Screen cylinders have long been used in pulp and papermaking applications to screen fiber in a stock slurry. Screen cylinders typically consist of a perforate cylinder received in the housing of a screening apparatus. Stock flows through slots or holes in the sidewall of the screen cylinder where it eventually ends up being processed into pulp, paper or another fiber product. Fiber in the stock selectively passes through the slots or holes in an accepts side of the screen cylinder and exits out a discharge side of the screen cylinder.
In the past, attempts have been made to provide a screen cylinder that included a replaceable perforate screen media supported by a frame. One such attempt is disclosed in U.S. Pat. No. 5,200,072. The '072 patent discloses a screen cylinder having a perforate backing plate that is heat shrink fit over a perforate screening plate. One problem with the screen cylinder disclosed in this patent is that it requires heating up the backing plate to expand it so that the screening plate can be inserted or removed. This is time consuming, labor intensive, and, as a result, costly.
Another problem with this arrangement is that the screen plate is prone to premature failure during operation because rotation of a foil of a rotor of the screening apparatus disposed inside the screen cylinder tends to pull the screen plate away from the backing plate adjacent the foil as it rotates. Since the backing plate does not engage the screen plate in a manner that restrains radial movement of the screen plate away from the backing plate, the screen plate deflects radially away from the backing plate each time the rotor foil rotates. As a result, repeated stress cycling of the screen plate created by negative pressure pulses that follow the rotor foil can cause the screen plate to crack and prematurely fail.
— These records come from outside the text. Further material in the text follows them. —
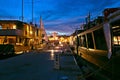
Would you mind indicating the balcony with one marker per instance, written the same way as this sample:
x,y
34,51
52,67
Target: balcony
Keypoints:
x,y
11,32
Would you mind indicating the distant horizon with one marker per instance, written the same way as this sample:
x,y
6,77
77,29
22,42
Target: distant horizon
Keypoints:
x,y
61,16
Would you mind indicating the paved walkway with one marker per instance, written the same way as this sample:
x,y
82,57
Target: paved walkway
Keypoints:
x,y
39,66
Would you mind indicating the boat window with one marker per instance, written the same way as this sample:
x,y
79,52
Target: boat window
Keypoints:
x,y
100,39
90,40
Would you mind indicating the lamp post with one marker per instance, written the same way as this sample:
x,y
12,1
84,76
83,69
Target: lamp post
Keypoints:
x,y
77,40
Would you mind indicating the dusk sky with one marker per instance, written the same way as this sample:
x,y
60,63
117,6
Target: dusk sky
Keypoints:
x,y
62,16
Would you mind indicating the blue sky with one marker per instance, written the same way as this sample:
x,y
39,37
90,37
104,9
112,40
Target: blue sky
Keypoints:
x,y
62,16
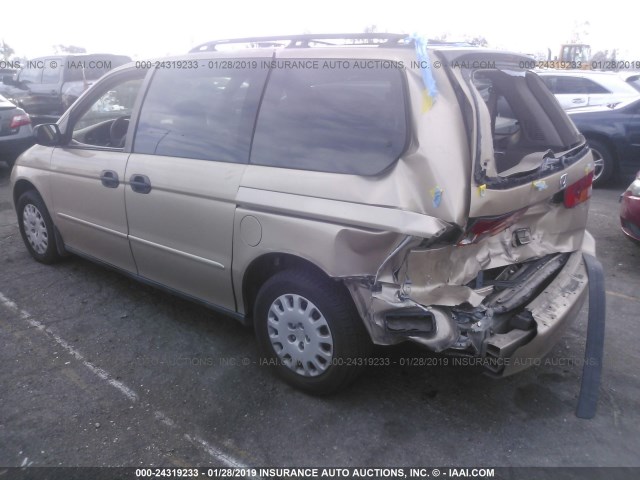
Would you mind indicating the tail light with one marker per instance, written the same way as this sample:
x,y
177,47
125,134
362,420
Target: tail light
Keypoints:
x,y
489,226
19,120
578,192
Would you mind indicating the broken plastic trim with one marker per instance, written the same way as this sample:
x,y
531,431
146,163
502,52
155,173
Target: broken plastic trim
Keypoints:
x,y
592,370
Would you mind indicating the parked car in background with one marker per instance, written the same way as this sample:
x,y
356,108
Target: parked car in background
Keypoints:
x,y
632,78
330,207
614,137
16,134
46,86
585,88
630,210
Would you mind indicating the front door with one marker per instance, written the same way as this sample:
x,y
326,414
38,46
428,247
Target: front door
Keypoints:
x,y
89,173
190,151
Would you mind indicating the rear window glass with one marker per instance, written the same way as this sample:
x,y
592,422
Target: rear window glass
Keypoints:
x,y
345,120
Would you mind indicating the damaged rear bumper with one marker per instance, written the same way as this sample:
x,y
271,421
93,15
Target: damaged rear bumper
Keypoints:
x,y
552,311
511,328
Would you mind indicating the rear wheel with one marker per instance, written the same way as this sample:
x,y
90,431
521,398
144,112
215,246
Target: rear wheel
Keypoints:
x,y
36,227
309,330
603,162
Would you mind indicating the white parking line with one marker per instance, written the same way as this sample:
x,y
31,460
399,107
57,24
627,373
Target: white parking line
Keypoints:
x,y
214,452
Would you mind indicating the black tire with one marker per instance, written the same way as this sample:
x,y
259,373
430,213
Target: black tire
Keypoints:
x,y
41,241
333,304
605,173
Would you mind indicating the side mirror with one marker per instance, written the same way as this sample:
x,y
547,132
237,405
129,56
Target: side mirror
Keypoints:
x,y
47,134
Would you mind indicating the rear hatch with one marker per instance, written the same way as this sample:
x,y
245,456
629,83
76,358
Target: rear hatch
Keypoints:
x,y
526,151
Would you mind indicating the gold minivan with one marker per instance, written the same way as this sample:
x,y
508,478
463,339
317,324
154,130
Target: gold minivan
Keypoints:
x,y
333,191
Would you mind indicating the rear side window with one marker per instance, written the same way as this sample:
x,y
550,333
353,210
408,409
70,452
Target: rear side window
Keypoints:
x,y
52,75
350,119
205,114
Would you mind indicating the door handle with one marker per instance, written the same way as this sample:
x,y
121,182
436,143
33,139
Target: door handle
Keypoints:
x,y
109,179
140,183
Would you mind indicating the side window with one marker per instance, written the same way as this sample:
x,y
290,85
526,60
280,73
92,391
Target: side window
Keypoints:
x,y
104,122
205,114
31,75
52,75
551,83
341,120
593,87
571,85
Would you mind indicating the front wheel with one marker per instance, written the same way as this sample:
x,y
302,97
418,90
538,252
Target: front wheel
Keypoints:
x,y
309,330
36,227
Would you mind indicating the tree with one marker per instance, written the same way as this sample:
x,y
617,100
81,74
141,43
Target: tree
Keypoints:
x,y
5,50
68,49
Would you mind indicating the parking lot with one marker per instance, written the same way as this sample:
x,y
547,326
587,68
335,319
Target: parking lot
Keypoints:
x,y
98,370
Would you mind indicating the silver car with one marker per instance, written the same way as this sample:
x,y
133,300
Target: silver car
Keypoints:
x,y
334,193
585,88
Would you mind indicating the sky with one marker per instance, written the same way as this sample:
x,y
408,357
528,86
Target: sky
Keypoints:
x,y
153,29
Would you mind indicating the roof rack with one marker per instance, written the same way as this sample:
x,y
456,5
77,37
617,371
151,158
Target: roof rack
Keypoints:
x,y
305,41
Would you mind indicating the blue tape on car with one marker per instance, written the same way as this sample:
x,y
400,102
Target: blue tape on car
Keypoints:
x,y
421,43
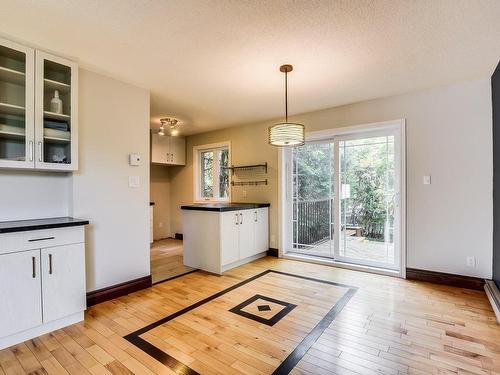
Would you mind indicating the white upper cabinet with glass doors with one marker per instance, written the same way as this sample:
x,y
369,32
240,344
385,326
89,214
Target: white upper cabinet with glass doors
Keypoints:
x,y
38,109
16,105
56,113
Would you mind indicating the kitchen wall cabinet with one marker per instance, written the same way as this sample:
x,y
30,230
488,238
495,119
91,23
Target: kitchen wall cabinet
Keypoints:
x,y
246,233
33,133
216,241
168,150
42,282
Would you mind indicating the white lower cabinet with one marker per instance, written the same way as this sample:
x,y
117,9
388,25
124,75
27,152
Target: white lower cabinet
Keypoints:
x,y
216,241
246,229
63,280
230,248
261,230
244,234
41,289
20,292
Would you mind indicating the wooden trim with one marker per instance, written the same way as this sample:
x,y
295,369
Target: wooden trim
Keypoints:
x,y
460,281
493,296
118,290
272,252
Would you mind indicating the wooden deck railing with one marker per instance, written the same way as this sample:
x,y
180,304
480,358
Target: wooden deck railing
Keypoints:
x,y
313,221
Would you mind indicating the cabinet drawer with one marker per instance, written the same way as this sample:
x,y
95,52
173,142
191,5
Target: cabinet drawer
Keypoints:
x,y
36,239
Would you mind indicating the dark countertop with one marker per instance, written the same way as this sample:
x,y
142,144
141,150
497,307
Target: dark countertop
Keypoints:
x,y
36,224
222,207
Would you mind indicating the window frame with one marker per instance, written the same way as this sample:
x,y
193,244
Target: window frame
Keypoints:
x,y
197,150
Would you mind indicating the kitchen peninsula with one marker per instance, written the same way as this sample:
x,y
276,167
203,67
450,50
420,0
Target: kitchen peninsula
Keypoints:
x,y
221,236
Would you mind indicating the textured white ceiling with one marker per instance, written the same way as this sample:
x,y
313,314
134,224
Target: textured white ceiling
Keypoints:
x,y
215,63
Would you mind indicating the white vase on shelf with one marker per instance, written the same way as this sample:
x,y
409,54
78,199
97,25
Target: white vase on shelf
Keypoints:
x,y
56,103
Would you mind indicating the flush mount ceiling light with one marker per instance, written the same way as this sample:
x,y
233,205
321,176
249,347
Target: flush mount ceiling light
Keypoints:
x,y
171,122
286,133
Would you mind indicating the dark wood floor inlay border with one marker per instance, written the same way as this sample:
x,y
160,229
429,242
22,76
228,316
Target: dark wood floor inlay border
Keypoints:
x,y
271,321
285,367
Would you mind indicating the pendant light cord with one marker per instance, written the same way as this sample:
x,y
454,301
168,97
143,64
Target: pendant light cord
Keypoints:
x,y
286,96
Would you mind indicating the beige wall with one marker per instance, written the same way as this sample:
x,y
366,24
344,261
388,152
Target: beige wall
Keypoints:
x,y
160,194
113,122
448,137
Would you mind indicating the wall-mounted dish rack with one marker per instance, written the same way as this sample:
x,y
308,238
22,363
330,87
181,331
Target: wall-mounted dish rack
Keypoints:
x,y
235,168
249,183
247,172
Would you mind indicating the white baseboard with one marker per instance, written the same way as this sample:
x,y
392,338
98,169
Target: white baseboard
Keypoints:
x,y
494,296
17,338
243,261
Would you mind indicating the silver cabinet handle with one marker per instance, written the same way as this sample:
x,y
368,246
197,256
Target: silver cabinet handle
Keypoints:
x,y
31,145
41,239
40,151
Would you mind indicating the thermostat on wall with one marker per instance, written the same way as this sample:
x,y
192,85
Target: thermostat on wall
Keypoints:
x,y
134,159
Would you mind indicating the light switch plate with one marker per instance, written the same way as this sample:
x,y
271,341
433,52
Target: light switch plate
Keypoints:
x,y
134,181
134,160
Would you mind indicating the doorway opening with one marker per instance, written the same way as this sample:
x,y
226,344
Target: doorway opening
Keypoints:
x,y
341,197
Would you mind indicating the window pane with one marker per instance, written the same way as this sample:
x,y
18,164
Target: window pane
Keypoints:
x,y
207,183
223,173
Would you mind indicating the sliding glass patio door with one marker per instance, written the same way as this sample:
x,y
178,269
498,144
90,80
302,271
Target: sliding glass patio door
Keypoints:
x,y
313,195
345,198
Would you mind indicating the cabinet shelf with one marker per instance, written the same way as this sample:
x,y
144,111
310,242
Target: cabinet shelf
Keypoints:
x,y
55,116
12,76
11,109
50,85
11,135
57,140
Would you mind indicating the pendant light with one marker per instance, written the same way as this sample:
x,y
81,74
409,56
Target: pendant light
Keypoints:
x,y
286,134
172,123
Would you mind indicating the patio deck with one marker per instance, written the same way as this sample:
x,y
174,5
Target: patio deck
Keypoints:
x,y
356,248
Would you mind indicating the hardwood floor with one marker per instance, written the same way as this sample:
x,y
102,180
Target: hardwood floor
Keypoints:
x,y
166,260
388,326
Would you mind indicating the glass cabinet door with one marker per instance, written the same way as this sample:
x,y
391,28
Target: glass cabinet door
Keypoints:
x,y
16,105
56,117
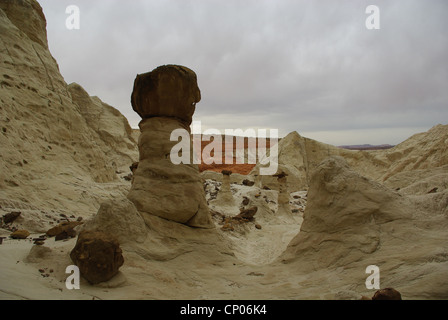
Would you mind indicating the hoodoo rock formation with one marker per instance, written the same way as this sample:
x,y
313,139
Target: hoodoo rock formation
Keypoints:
x,y
165,98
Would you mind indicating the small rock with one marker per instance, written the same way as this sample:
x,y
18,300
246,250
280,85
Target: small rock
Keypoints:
x,y
98,256
20,234
63,228
247,214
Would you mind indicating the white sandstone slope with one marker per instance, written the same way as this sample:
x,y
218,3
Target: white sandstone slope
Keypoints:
x,y
352,222
60,147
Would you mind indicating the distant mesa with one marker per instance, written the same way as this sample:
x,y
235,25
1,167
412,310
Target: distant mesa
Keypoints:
x,y
167,91
165,98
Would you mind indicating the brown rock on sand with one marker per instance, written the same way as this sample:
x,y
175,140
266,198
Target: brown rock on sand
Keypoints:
x,y
97,255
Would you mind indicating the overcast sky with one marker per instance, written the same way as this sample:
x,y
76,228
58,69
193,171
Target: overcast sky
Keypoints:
x,y
307,66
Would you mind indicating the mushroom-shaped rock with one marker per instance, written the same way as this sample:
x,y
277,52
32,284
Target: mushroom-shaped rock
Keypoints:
x,y
167,91
165,98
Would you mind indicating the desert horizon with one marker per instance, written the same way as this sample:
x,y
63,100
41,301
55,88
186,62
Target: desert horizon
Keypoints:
x,y
92,208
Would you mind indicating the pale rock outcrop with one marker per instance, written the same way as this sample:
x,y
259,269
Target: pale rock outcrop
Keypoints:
x,y
52,157
166,99
225,197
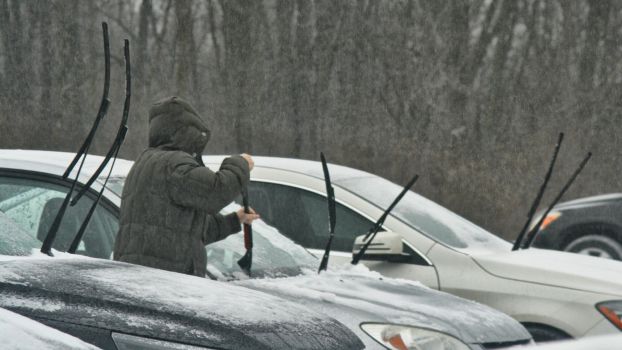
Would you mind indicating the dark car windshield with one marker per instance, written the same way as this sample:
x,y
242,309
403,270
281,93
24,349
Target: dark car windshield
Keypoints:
x,y
15,241
115,184
274,255
427,217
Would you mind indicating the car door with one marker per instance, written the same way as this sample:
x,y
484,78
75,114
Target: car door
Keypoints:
x,y
32,201
301,214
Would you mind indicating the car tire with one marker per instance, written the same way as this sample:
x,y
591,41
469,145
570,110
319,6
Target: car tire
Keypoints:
x,y
596,245
542,333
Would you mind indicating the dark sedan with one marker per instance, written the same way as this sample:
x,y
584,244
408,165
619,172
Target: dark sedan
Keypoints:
x,y
121,306
590,226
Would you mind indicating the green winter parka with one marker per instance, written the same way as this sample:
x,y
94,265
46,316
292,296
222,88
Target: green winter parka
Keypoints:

Additionally, because the backing plate does not provide radial support to the screen plate in both radial directions, the stress experienced by the screen plate is not uniform. This creates stress concentrations in the screen plate as a result of the screen plate being pulled away from the backing plate that also can prematurely accelerate failure. As a result of these deficiencies, this arrangement is believed to be limited to lower consistency screening applications. These deficiencies also limit the size and thickness of the screen plate and backing plate, which in turn prevents its application to pulp screening apparatuses having tight packaging requirements.
Wedgewire screen media have been used in pulp screening applications for many years. While wedgewire screen cylinders are cheaper to make than conventional screen cylinders, they tend to fail sooner because they are not as strong. One solution in the past has been to weld reinforcement rings to clips that retain the wires of the wedgewire screen media to increase strength. While this has worked to a limited degree, the weld that attaches each ring to the retainer clip creates a heat-affected zone in part of the clip. This heat-affected zone makes the clip more brittle and less able to withstand the repeated stress cycling that all screen cylinders typically encounter. As a result, wedgewire screen media can prematurely fail.
Another problem with wedgewire screen media is that the wire receiving slots in the retainer clips that hold the screening wires tend to be locations where cracks are more likely to form. These slots have end walls with corners that are relatively sharp, creating undesirable stress risers. As a result, cracks are more likely to form in the slots at the corners. Once formed, they are likely to quickly propagate through the clip causing screen media failure. Once formed, these cracks also tend to propagate through reinforcing rings, which then renders such rings less effective.
What is needed is a screen cylinder assembly that uses a frame and a replaceable screen media that can be of wedgewire construction that is longer lasting and more reliable. What is also needed is a frame and wedgewire screen media of improved construction.